AI is a perfect example. If you were to make a list of words that have AI, you might notice a pattern.
paint, main, rain, stain, chain, pail, rail, tail, snail, fail
AI really likes to be followed by the letters N and L. Are there other letters that follow AI? Sure! But I like to do my best to notice and point out patterns whenever I can.
Tip #5: Think about Vowel Position
When introducing vowel teams to your students, never introduce two vowel teams that appear at the same position of the word. If you must introduce two vowel teams at once, I would recommend to do one that is found in the middle and one that is found at the end of the word.
For example, introducing OI and OY at the same time words because they have the same sound, but are found in different parts of a word or syllable.

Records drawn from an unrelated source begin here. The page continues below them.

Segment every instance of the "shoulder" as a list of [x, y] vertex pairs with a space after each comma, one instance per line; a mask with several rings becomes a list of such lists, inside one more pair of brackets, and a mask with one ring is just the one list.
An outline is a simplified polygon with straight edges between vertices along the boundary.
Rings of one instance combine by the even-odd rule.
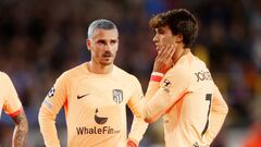
[[122, 81], [135, 82], [135, 83], [138, 82], [138, 78], [135, 75], [122, 70], [121, 68], [119, 68], [116, 65], [114, 65], [113, 68], [114, 68], [113, 69], [114, 76], [116, 78], [121, 78]]
[[73, 78], [73, 77], [77, 77], [78, 75], [80, 75], [84, 72], [84, 68], [85, 68], [86, 63], [82, 63], [75, 68], [72, 68], [65, 72], [63, 72], [60, 77], [63, 78]]

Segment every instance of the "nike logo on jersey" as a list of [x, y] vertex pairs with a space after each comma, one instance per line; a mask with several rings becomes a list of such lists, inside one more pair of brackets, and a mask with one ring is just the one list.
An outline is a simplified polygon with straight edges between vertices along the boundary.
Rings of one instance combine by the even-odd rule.
[[90, 94], [86, 94], [86, 95], [82, 95], [82, 96], [77, 96], [77, 99], [82, 99], [82, 98], [84, 98], [84, 97], [86, 97], [86, 96], [88, 96], [88, 95], [90, 95]]

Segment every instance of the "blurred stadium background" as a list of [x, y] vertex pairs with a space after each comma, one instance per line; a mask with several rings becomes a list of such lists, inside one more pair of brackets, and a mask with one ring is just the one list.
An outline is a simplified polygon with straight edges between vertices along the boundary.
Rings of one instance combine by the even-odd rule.
[[[260, 138], [260, 0], [0, 0], [0, 71], [11, 76], [24, 105], [29, 121], [27, 147], [44, 146], [37, 114], [55, 78], [89, 59], [85, 39], [91, 21], [109, 19], [116, 23], [116, 65], [136, 75], [146, 90], [156, 56], [148, 21], [173, 8], [186, 8], [199, 20], [194, 52], [207, 62], [229, 106], [212, 147], [246, 147], [250, 134]], [[130, 122], [129, 111], [128, 117]], [[63, 118], [59, 114], [57, 125], [65, 146]], [[11, 146], [13, 126], [2, 113], [2, 147]], [[160, 120], [149, 126], [140, 146], [163, 145]]]

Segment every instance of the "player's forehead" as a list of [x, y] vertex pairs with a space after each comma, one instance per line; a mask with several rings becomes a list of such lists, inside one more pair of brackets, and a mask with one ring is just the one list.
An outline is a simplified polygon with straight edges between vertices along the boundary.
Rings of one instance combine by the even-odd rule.
[[94, 30], [94, 35], [91, 39], [117, 39], [119, 33], [116, 28], [112, 29], [103, 29], [103, 28], [96, 28]]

When teaching your students to read and spell words with multiple syllables, I like to use a three step process that I found in the book Speech to Print.
Three Step Process for DECODING Words
- Analyze: where you are going to divide that word into syllables
- Pronunciation: where you are going to tell how to produce those individual syllables.

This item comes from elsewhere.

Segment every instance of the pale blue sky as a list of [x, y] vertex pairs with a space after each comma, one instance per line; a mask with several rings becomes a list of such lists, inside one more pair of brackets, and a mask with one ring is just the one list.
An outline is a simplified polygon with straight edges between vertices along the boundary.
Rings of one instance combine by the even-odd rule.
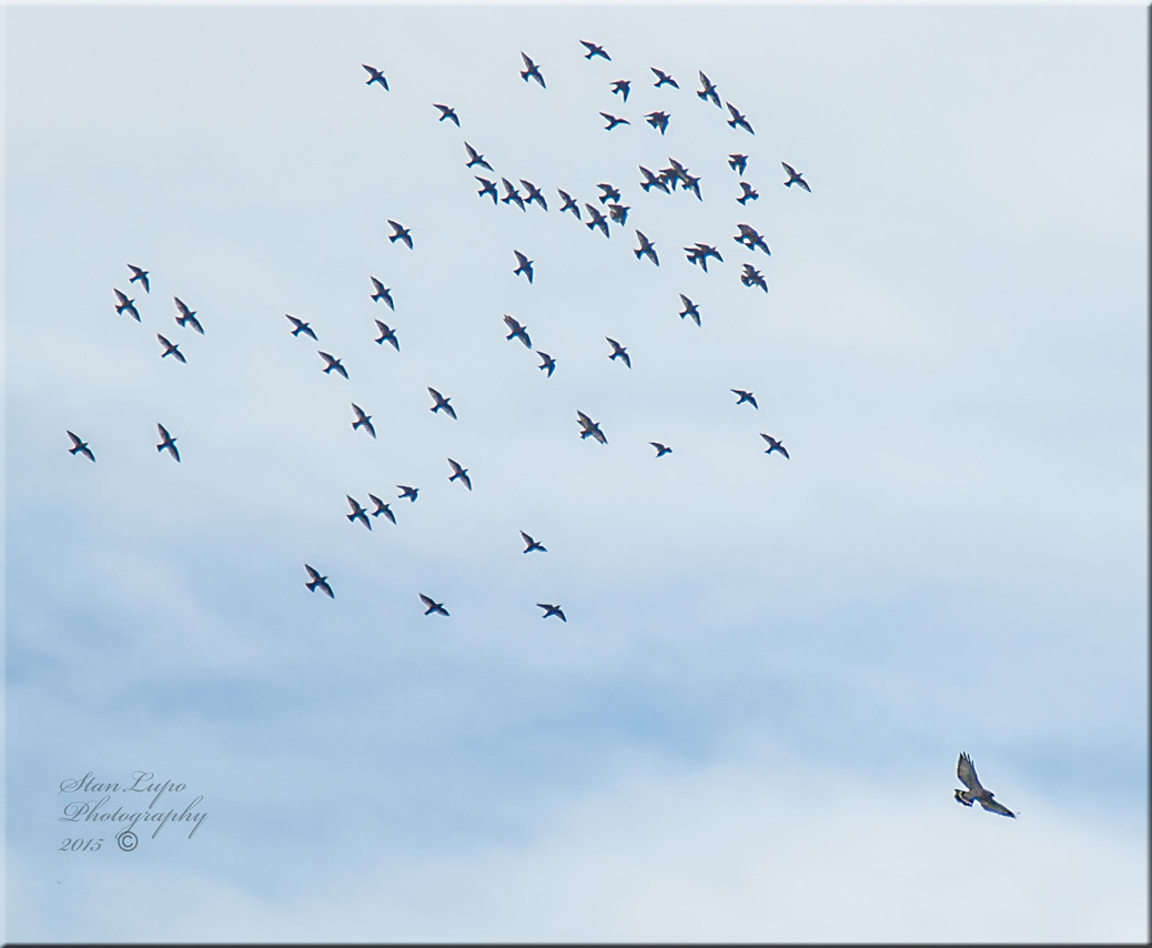
[[[8, 940], [1145, 939], [1146, 10], [447, 15], [5, 13]], [[139, 769], [196, 836], [59, 851]]]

- Synthesis: combine it all together to creat a spoken word.
This is all helpful information for decoding, but what do we do for spelling? In my mind, spelling is the same three steps, only backwards!
Three Step Process for ENCODING Words
- Synthesize: students need to first be able to begin breaking a word into syllables. What spelling rules do I know about syllable number one?
- Pronunciation: students need to be able to say ONE syllable at a time.
- Analyze: start using what they know about graphemes to start matching up the graphemes to the phonemes that they are hearing in that one syllable.
How I Approach Syllabication
- Begin with one syllable words that have a CVC word pattern, blend, or digraph.
- Then, move on to vowel teams with one syllable words. At this time, you can discuss open and closed syllables.
- Next, they can begin to dive into separating words with multiple syllables.
- Later, you can move onto two syllable words with a magic E. (take-mistake, cape-escape, cake-cupcake)
- Once your students have a good understanding of magic E, move onto vowel teams.
- Teach multi-syllabic words with a Bossy R.
- Teach mutil-syllabic words with diphthongs.
- End with Consonant+LE syllables (candle, bugle, puzzle)
Teaching syllable types can be hard and time consuming. With that being said, students benefit most when they have lots of practice and exposure to those! While syllables can be intimidating, dive in and try to practice it. Take it one syllable type at a time.